6 entry daha
  • karşılaştırmalı önem değerlendirmelerinden nefret etmekle birlikte, kendilerini tam da böyle nitelemeye hazırlandığım eşhas. şöyle ki, jonas salk diye bir adam yaşamış bu dünyamızda, kendisi ilk başarılı çocuk felci aşısını bulmuş ve patentle korumayı reddederek insanlığın hizmetine sunmuş. çocuk felci virüsü beyin sapına yerleştiğinde hasta solunum yapamadığı için şu türden demir akciğerler ile yaşatılmaya çalışılıyor, ama doğal olarak hasta kısa bir süre sonra ölüyordu. şimdi durup sayısı belirsiz, milyonlarca çocuğu ve yetişkini böylesi bir kaderden kurtaran bir adamı düşünüyorum. mesela çocuk felci yüzünden benim can dostumun bir bacağındaki kaslar gelişmemiş. bir aşıyla çözülebilecek bir şey için bir ömür koşamadığınızı düşünün. sonra da jonas salk'ın insanlığa yaptığı faydayı.
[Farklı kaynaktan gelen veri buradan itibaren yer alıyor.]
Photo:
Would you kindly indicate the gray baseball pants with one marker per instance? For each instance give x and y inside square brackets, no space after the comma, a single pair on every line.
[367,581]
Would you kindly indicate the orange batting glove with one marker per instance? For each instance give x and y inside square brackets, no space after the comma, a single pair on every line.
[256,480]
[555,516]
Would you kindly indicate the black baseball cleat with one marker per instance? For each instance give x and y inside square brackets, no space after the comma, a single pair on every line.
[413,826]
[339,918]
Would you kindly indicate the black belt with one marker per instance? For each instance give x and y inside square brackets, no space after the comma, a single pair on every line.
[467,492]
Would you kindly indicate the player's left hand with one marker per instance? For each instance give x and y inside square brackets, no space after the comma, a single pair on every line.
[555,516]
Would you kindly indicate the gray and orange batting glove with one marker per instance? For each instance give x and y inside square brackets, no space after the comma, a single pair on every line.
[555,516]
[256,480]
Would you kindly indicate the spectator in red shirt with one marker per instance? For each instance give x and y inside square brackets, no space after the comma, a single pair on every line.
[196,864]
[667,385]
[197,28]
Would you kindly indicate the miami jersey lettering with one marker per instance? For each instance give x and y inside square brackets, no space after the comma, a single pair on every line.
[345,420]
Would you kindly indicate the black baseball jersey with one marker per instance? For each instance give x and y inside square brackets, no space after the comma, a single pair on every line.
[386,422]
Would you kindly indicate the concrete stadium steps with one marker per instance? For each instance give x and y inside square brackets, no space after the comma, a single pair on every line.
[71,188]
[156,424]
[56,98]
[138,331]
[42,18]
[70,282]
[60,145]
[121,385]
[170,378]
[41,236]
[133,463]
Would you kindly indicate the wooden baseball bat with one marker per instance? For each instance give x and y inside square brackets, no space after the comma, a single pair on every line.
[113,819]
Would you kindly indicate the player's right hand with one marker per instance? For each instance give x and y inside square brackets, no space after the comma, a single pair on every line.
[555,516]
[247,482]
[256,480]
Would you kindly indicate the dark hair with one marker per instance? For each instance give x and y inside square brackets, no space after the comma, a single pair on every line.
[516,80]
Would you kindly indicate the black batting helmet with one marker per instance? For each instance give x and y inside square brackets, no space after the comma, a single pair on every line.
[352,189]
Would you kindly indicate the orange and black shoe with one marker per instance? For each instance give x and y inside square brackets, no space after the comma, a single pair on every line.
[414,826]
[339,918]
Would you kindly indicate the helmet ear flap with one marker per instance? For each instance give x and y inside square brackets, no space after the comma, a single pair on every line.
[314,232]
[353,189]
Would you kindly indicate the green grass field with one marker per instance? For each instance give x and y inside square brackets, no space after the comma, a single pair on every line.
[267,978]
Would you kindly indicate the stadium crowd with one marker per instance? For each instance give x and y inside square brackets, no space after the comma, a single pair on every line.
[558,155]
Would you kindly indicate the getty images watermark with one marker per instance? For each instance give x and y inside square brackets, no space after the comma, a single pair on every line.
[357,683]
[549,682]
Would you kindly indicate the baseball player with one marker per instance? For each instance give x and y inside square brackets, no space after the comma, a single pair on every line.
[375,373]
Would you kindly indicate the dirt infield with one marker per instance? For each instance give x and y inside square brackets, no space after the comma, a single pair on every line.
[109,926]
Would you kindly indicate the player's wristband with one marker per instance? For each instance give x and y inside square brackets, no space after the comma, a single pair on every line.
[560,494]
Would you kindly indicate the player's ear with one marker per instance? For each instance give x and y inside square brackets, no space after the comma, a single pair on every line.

    ben önce bunu, sonra da bu saçma sapan sosyal medya fenomenlerinin orantısız egolarını düşünüyorum: bana h.r. giger tasarımlarını hatırlatan, kapkara, sağından solundan pislik ve fenalık akan devasa birer ur gibiler. insan evren ölçeğinde kendi önemsizliğini hiç mi düşünmez kardeşim? örneğin çiçek hastalığının dünyadan silinmesini sağlamış kadın analarımızın (anadolu insanının tıbba yaptığı en büyük katkıyı evet, kadın analarımız yapmıştır, tıp tarihine bakınız) yanında ehemmiyetiniz ne olabilir? bazı başarılar (!) var ki, kazanmak için harcanan emeğe değmez. hayır yani, sondan eklemeli menşınlarına cevap alma garantisi için bu kadar kasmak niye? bir liyakat ölçüsü olarak takipçi sayısından daha anlamsız bir şey olabilir mi? hay, fenomen dergisinden çıkmış kristali hala saklayan orta yaşlı kimseler kovalasın sizi. o dergi var ya, şahane bir şeydi. onda dokuzu uydurmaydı, ama olsun.